Eingang des ehemaligen Flughafens bei Böblingen Foto: /Stadtarchiv Böblingen

Von der Eisenbahn über den Flughafen zur Autobahn: Böblingen hat seinen Wohlstand der günstigen Verkehrsanbindung zu verdanken, analysiert unser Redakteur.

Wie lange Entscheidungen doch nachwirken können. Vor hundert Jahren setzte erstmals ein Verkehrsflugzeug auf dem Rollfeld in Böblingen auf. Eigentlich hatten die Oberen bei der Luftverkehr Württemberg AG (LUWAG) ja den Cannstatter Wasen als Standort für den Landesflughafen auserkoren. Doch der war damals noch Übungsgelände des Militärs – und man konnte keinen geeigneten Ausweichplatz finden. Also startete man den Flugbetrieb am 20. April 1925 vor den Toren der Landeshauptstadt im Südwesten.

 

Ein Entscheidungskriterium dürfte auch die günstige Lage an der Eisenbahnlinie gewesen sein, die Stuttgart mit der Provinz verband. Und der Grund für die Gleise liegt wiederum noch ein Jahrhundert weiter zurück: In den 1870er Jahren setzte sich der Reichstagsabgeordnete Otto Elben dafür ein, dass die Gäubahn über Eutingen nach Horb auch an Böblingen vorbeiführte. Die Stadt dankt es ihm noch heute mit dem nach ihm benannten Elbenplatz. Der ist, der Zufall will es so, der vom Verkehr am stärksten umtoste Platz der Stadt.

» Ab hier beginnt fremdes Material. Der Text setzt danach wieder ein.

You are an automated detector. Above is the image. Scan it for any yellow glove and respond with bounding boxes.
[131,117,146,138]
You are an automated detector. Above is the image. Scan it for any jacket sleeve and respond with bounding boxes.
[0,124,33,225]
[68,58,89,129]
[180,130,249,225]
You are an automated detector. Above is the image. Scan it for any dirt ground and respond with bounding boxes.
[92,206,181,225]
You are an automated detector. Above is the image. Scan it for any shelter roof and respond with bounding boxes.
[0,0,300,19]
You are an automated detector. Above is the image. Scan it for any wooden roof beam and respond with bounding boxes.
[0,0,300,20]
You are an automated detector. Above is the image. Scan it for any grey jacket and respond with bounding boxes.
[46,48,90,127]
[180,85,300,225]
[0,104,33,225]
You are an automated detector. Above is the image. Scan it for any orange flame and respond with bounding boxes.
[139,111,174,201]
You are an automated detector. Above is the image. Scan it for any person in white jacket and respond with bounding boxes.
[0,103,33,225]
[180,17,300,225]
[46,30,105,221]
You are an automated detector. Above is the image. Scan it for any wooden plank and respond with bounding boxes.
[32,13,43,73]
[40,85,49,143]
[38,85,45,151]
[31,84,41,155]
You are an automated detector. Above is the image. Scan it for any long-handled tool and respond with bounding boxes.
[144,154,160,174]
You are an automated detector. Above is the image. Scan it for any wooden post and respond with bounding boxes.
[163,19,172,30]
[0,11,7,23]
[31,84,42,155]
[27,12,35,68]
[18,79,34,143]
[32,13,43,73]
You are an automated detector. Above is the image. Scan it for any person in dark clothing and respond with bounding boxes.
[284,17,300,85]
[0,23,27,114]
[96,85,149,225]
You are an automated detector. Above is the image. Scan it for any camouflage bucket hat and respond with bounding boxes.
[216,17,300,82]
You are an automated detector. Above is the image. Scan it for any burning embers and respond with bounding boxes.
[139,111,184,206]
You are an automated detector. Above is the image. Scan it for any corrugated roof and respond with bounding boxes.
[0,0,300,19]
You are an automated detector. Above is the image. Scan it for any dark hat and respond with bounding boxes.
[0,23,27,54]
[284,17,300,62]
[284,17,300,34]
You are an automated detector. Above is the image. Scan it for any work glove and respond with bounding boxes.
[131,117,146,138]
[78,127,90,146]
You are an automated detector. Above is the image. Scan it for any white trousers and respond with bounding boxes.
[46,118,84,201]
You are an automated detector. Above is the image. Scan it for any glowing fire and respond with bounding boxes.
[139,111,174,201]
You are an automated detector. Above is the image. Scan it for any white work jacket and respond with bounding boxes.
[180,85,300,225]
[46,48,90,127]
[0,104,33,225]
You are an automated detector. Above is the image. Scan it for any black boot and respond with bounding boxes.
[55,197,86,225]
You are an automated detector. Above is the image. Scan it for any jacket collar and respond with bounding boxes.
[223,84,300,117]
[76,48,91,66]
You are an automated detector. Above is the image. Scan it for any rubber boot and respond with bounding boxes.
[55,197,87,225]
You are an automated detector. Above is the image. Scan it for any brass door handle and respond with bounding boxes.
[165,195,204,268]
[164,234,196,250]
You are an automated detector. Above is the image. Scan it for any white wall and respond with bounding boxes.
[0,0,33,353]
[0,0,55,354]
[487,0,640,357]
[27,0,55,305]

Die eine verkehrliche Entscheidung führt also zur nächsten, und mit dem Flughafen gewann auch die Straße von Stuttgart nach Böblingen an Bedeutung. Nahmen die ersten vornehmen Passagiere in den 1920ern doch häufig den Zubringerbus, der vom Luftreisebüro in der Fürstenstraße abfuhr. Die Fliegerei in Böblingen ist aber sogar noch etwas älter: Zuvor wurde das Flugfeld von der Luftwaffe genutzt. Und auch das benachbarte Daimler-Werk war zunächst ein reines Flugmotorenwerk mit eigener Flug- und Landebahn.

Fliegerei als Grundlage des Wohlstands

Die Fliegerei war es also, die die Grundlage für den enormen Wohlstand der beiden Städte legte. Aus ihr entstand eine eigener Industriezweig, deren prominentester Vertreter Hanns Klemm wurde. Der allerdings stand als Konstrukteur zunächst auch in den Diensten von Daimler, bevor er seine eigene Firma in Böblingen gründete. Im Zweiten Weltkrieg allerdings wurde den Städten der Fliegerhorst zum Verhängnis.

Empfangsgebäude 1927 Foto: Stadtarchiv Böblingen

Alliierte Bomber nahmen ihn genauso ins Visier wie das auf Rüstungsproduktion umgestellte Daimler-Werk nebenan. Regelrechte Bombenteppiche regneten über dem Gelände herab. Bevor das Flugfeld nach der Jahrtausendwende aufgesiedelt werden konnte, musste der Untergrund erst aufwendig dekontaminiert werden. Aus ihm grub man unzählige Blindgänger aus. Andernorts schüttete man die Krater einfach zu – und errichtete bedenkenlos Bauwerke darauf.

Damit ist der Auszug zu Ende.